GSOC-Week-Seven

2020-07-18

Introduction

This week, I have first tried a 100k-training steps training with embeddings, and it seems that the model could be still improved a little bit. Maybe 120k would be proper.
I’ve principally studied the other paraphrase generation methods, especially the metric of evaluation they used, but unfortunately, none of them could be used with our Paraphraser.
So I created a metric to evaluate the Paraphrasing, which is a combination of Cosine, two edit distances.

The remaining training

Figure BLEU score till 100k training steps

Assessment for Paraphrasing

As our Paraphraser could give several candidates of the paraphrased questions, so an evaluation metric would be necessary to pick up the best one.
There are three criteria in paraphrase generation: Semantic adequacy, fluency, and dissimilarity. I’ve checked several methods that could be used to automatically evaluate the paraphrasing generation: iBLEU, ParaMetric, PEM, PINC.
Some of these should be used with BLEU score, others could be used solely, but unfortunately, none of these could be used in our Paraphraser, because they either need manual alignments, or they need reference sequence to calculate metrics. As a result, I tried to build a “metric” for paraphrasing evaluation on my own.

Self-created Metric

This score is based on 3 other metrics, cosine evaluation, edit distance of sentence, and edit distance of the POS tagging sequence.

$Score = (EDS+EDT)*Cosine\ Similarity$ $EDS = Edit\ distance\ of\ sentence$ $EDT = Edit\ distance\ of\ POS\ tagging\ sequence$

We need to assure that the cosine similarity is greater than 0.7 so that the paraphrased question is not so far from the original one.
Unfortunately, this cosine similarity’s threshold is not perfect, for examples: between What is the death cause of <A> ? and Why did <A> die ? is 0.67, while between What is the number of abbreviation of <A> ? and What are numbers for <A> ? cosine similarity is 0.83. This shortcoming could be solved when we have better sentence representation than Universal Sentence Encoder. (Fine-tuned BERT model)

List of terminologies of POS tags

I used NLTK library to tokenize the sequence and do POS tagging.

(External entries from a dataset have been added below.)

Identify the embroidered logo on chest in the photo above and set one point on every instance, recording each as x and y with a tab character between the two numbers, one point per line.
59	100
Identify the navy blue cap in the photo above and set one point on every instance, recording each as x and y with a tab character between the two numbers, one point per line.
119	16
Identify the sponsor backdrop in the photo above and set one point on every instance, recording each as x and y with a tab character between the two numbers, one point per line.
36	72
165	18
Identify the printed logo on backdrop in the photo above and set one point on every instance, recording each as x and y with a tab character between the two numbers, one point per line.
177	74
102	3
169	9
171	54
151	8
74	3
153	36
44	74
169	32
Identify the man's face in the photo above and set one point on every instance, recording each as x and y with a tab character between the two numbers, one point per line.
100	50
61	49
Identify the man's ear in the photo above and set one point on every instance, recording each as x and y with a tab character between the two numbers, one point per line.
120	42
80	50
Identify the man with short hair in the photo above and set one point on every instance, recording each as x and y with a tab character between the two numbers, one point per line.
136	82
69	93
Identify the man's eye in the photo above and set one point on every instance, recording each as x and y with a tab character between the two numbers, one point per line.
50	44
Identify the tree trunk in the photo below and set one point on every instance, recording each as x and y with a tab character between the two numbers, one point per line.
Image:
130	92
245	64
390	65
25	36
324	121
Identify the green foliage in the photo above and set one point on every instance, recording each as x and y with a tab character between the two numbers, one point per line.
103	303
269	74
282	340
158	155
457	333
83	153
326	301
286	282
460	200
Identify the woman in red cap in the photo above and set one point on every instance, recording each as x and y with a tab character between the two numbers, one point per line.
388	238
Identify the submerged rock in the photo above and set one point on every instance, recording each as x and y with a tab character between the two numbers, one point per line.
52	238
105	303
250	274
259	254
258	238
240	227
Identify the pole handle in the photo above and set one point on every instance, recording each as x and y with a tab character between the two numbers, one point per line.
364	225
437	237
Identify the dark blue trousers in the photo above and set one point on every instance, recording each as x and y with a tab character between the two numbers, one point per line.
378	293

Part of the list of POS tags in NTLK

I only make use of NNP in this list to ensure that the paraphrased questions don’t generate other proper noun, but only XYZ.

WP - Wh-pronoun - what
VB - Verb, base form
VBD - Verb, past tense
VBG - Verb, gerund or present participle
VBN - Verb, past participle
VBP - Verb, non-3rd person singular present
VBZ - Verb, 3rd person singular present
NN - Noun, singular or mass
NNS - Noun, plural
NNP - Proper noun, singular
NNPS - Proper noun, plural
IN - Preposition or subordinating conjunction - in

A Universal Part-of-Speech Tagset

The POS tagset is too detailed to calculate the distance, so I used another Universal POS tagset which is more general.

ADJ - adjective
ADP - adposition
ADV - adverb
CONJ - conjunction
DET - determiner, article
NOUN - noun
PRT - particle
PRON - pronuon
VERB - verb
. - punctuation marks
X - other

Similar Idea from the paper

KQA Pro [1], recently published benchmark of complex KGQA, proposed a similar approach with ours which tries to improve the diversity of questions generated with templates. The difference would be they utilize a crowd-sourcing method on AMT, while we try to realize it automatically and directly on the original templates. The paraphrasing process also tries to remove the questions if they confuse the workers.
This human-been effort could solve a lot of problems that I mentioned in our case, like the semantic dissimilarity problem and the fluency of language, but in the meanwhile, it costs a lot, not only money. but also time, manual effort.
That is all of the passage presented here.